So what you're saying is you want to go from:
full text -> sequence of words -> rest of query
to
sequence of lines -> sequence of words -> rest of query
yes?
that seems straightforward.
var words = from line in GetLines()
from word in line.Split(' ')
select word;
and then
words.Where( ... blah blah blah
Or, if you prefer using the "fluent" style throughout, the SelectMany() method is the one you want.
I personally would not do this all in one go. I'd make the query, and then write a foreach loop. That way, the query is built free of side effects, and the side effects are in the loop, where they belong. But some people seem to prefer putting their side effects into a ForEach method instead.
UPDATE: There's a question as to how "lazy" this query is.
You are correct in that what you end up with is an in-memory representation of every word in the file; however, with my minor reorganization of it, you at least do not have to create one big string that contains the entire text to begin with; you can do it line by line.
There are ways to cut down on how much duplication there is here, which we'll come to in a minute. However, I want to keep talking for a bit about how to reason about laziness.
A great way to think about these things is due to Jon Skeet, which I shall shamelessly steal from him.
Imagine a stage upon which there is a line of people. They are wearing shirts that say GetLines, Split, Where, GroupBy, OrderByDescending, Take, ToList and ForEach.
ToList pokes Take. Take does something and then hands toList a card with a list of words on it. ToList keeps on poking Take until Take says "I'm done". At that point, ToList makes a list out of all the cards it has been handed, and then hands the first one off to ForEach.

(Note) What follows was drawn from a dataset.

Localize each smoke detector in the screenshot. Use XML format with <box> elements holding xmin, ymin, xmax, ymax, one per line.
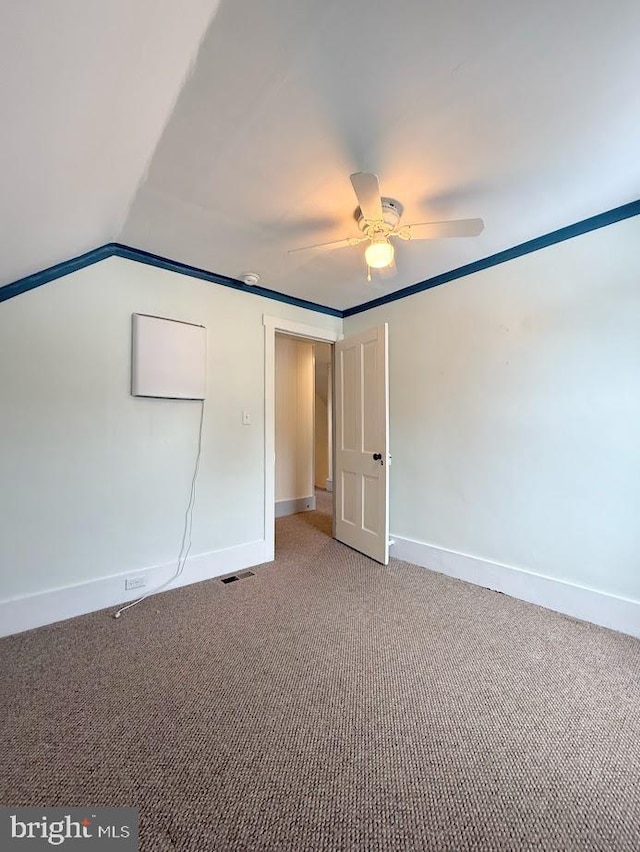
<box><xmin>240</xmin><ymin>272</ymin><xmax>260</xmax><ymax>287</ymax></box>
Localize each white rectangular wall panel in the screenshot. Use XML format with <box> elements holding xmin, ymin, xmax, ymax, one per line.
<box><xmin>132</xmin><ymin>313</ymin><xmax>206</xmax><ymax>400</ymax></box>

The next time it is poked, it hands out the next card.
What does Take do? Every time it is poked it asks OrderByDescending for another card, and immediately hands that card to ToList. After handing out ten cards, it tells ToList "I'm done".
What does OrderByDescending do? When it is poked for the first time, it pokes GroupBy. GroupBy hands it a card. It keeps on poking GroupBy until GroupBy says "I'm done". Then OrderByDescending sorts the cards, and hands the first one to Take. Every subsequent time it is poked, it hands a new card to Take, until Take stops asking.
GetLines, Split, Where, GroupBy, OrderByDescending, Take, ToList and ForEach
And so on. You see how this goes. The query operators GetLines, Split, Where, GroupBy, OrderByDescending, Take are lazy, in that they do not act until poked. Some of them (OrderByDescending, ToList, GroupBy), need to poke their card provider many, many times before they can respond to the guy poking them. Some of them (GetLines, Split, Where, Take) only poke their provider once when they are themselves poked.
Once ToList is done, ForEach pokes ToList. ToList hands ForEach a card off its list. Foreach counts the words, and then writes a word and a count on the whiteboard. ForEach keeps on poking ToList until ToList says "no more".
(Notice that the ToList is completely unnecessary in your query; all it does is accumulate the results of the top ten into a list. ForEach could be talking directly to Take.)
Now, as for your question of whether you can reduce the memory footprint further: yes, you can. Suppose the file is "foo bar foo blah". Your code builds up the set of groups:
{
{ key: foo, contents: { foo, foo } },
{ key: bar, contents: { bar } },
{ key: blah, contents: { blah } }
}
and then orders those by the length of the contents list, and then takes the top ten. You don't have to store nearly that much in the contents list in order to compute the answer you want. What you really want to be storing is:
{
{ key: foo, value: 2 },
{ key: bar, value: 1 },
{ key: blah, value: 1 }
}
and then sort that by value.
Or, alternately, you could build up the backwards mapping
{
{ key: 2, value: { foo } },
{ key: 1, value: { bar, blah }}
}
sort that by key, and then do a select-many on the lists until you have extracted the top ten words.
The concept you want to look at in order to do either of these is the "accumulator". An accumulator is an object which efficiently "accumulates" information about a data structure while the data structure is being iterated over. "Sum" is an accumulator of a sequence of numbers. "StringBuilder" is often used as an accumulator on a sequence of strings. You could write an accumulator which accumulates counts of words as the list of words is walked over.
The function you want to study in order to understand how to do this is Aggregate:
http://msdn.microsoft.com/en-us/library/system.linq.enumerable.aggregate.aspx
Good luck!